I have two dfs.
df1 = pd.DataFrame(["bazzar","dogsss","zxvfzx","anythi"], columns = [0], index = [0,1,2,3])
df2 = pd.DataFrame(["baar","maar","cats","$%&*"], columns = [0], index = [0,1,2,3])
df1 = df1[0].apply(lambda x: pd.Series(list(x)))
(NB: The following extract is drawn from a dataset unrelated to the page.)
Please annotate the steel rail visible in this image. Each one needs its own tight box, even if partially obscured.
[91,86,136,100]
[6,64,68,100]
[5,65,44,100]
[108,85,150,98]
df2 = df2[0].apply(lambda x: pd.Series(list(x)))
which look like
df1
0 1 2 3 4 5
0 b a z z a r
1 d o g s s s
2 z x v f z x
3 a n y t h i
df2
0 1 2 3
0 b a a r
1 m a a r
2 c a t s
3 $ % & *
I want to compare their first rows and make them identical by inserting new columns containing the character z
to df2
, so that df2
becomes
0 1 2 3 4 5
0 b a z z a r
1 m a z z a r
2 c a z z t s
3 $ % z z & *
An additional example:
df3 = pd.DataFrame(["aazzbbzcc","bbbbbbbbb","ccccccccc","ddddddddd"], columns = [0], index = [0,1,2,3])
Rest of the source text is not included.